‘Bigbasket’, ‘12345’ and ‘12345678’ were among the most popular passwords in use in India from 2019 to 2021, according to a report by Nordpass, a password management solution from German cyber security company Nord Security.
Researchers at Nordpass pointed out that when popular films and series are released, people start using these names as passwords. Examples are: Batman, Euphoria and Encanto which were some of the most popular releases in 2021/2022. People used ‘batman’ 2,562,776 times, ‘euphoria’ 53,993 times and ‘encanto’ 10,808 times globally as passwords.
Although these would be easy to remember, it is a terrible practice, as these are too easy to hack.
Here are some cyber hygiene tips for proper password use.
Never reuse passwords: Passwords should ideally vary between different apps and websites. That being said, most people struggle to remember passwords and therefore use common passwords that are easy to remember. Not only that, they also tend to repeat passwords.
According to a Google cybersecurity report, 75 percent of all Americans struggled to remember their passwords, and at least 65 percent reused their passwords across multiple accounts and devices.
Antoine Korulski and Adi Goldshtein Harel, security researchers at Checkpoint, an Israeli cybersecurity company, wrote in a blog post that “even though most of the population understands the risks and knows not to reuse passwords, most of us continue to reuse passwords for both businesses and personal accounts”.
Password managers help, but to a certain extent: There are password managers, such as Google password manager, Intel true key, Microsoft authenticator, among others, which are popular among users.
Researchers at Checkpoint said people use password managers as it helps them save their passwords, but these can be hacked.
In August 2022, LastPass, a password storage management solution, was hacked for the second time, and LastPass management said the bad actor had internal access to their systems for approximately four days.
Karim Toubba, CEO, LastPass, told Engadget that “they (hackers) were able to steal some of the password manager’s source code and technical information, but their access was limited to the service’s development environment, which was not connected to customers’ data and encrypted vaults.”

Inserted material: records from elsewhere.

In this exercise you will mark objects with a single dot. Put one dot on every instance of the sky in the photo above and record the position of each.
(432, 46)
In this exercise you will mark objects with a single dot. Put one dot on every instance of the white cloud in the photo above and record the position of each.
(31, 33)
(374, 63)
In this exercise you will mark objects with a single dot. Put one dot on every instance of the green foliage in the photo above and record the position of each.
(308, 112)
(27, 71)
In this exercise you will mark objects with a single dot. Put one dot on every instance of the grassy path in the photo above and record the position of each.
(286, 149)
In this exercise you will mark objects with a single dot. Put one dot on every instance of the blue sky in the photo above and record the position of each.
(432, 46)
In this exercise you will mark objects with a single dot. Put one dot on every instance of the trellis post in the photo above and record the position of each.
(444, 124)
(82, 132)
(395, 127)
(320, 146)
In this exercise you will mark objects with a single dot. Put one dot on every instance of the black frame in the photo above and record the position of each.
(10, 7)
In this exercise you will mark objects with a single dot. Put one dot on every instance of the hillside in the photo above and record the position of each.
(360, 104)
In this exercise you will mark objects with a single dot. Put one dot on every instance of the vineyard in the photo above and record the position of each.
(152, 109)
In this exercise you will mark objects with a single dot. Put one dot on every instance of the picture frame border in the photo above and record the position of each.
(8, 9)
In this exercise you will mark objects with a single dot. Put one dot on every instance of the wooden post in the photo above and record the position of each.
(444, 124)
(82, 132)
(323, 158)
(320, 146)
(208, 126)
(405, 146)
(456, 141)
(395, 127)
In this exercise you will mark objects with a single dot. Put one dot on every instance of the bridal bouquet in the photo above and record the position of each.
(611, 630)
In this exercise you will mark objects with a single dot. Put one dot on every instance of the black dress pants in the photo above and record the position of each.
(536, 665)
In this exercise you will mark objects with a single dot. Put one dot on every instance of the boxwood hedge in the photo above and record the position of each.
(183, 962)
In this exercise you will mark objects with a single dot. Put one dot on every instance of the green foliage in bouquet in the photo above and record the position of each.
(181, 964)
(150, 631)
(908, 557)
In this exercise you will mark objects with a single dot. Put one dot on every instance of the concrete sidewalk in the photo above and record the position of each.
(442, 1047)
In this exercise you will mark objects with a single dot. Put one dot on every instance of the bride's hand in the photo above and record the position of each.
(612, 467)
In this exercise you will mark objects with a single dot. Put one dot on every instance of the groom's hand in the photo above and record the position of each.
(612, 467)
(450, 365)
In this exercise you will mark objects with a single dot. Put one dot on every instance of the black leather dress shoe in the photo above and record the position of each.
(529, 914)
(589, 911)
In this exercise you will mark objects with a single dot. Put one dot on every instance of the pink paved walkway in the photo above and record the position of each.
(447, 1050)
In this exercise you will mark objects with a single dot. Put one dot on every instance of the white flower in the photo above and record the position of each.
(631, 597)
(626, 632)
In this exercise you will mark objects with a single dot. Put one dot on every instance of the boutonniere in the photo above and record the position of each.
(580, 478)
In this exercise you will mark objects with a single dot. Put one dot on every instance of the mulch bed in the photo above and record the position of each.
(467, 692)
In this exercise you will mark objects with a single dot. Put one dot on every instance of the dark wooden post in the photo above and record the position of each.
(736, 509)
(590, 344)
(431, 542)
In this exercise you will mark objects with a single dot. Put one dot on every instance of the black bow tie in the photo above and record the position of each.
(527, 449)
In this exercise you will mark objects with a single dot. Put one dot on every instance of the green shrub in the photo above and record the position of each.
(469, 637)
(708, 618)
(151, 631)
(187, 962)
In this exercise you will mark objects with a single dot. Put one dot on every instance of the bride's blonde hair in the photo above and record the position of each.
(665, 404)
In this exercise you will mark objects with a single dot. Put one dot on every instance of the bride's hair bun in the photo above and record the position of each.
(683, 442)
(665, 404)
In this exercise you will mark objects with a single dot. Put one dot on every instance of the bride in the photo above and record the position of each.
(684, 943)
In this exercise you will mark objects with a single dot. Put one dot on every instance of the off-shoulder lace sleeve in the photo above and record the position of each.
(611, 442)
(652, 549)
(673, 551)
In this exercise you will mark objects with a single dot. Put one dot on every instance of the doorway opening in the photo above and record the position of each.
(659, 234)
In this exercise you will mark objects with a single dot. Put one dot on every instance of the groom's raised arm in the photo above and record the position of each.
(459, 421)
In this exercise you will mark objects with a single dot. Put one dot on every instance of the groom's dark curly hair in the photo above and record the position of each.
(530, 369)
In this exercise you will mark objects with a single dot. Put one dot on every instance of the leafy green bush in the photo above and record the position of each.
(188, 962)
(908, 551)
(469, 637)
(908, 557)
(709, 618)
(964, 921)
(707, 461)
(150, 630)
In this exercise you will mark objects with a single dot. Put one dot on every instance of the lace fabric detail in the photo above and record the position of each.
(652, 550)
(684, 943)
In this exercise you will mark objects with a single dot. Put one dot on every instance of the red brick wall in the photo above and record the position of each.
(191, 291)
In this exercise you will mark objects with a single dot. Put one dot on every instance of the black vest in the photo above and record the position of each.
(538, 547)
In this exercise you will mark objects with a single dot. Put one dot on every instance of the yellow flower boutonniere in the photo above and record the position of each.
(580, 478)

Think twice before saving passwords and credentials on websites: When people create a new account on any website or app, they often save the password or at least the website login email address as the default option.
Checkpoint researchers noted that as soon as cybercriminals understood that there is a huge business potential, “they began to focus their efforts on hacking various websites and services that are not of great value in themselves, but are lucrative because of the user credentials they contain. “
The password storage guidelines of the National Institute of Standards and Technology (NIST) under the US Department of Commerce require passwords to be salted with at least 32 bits of data and simultaneously hashed with a one-way derivation key. But most websites do not adhere to this policy and store users’ passwords in plain text, Checkpoint researchers noted.
In 2015, the Telecom Regulatory Authority of India (TRAI) exposed the email addresses of over 1 million people advocating net neutrality, and subsequently TRAI’s website was also “allegedly” hacked following this leak, according to various media sources.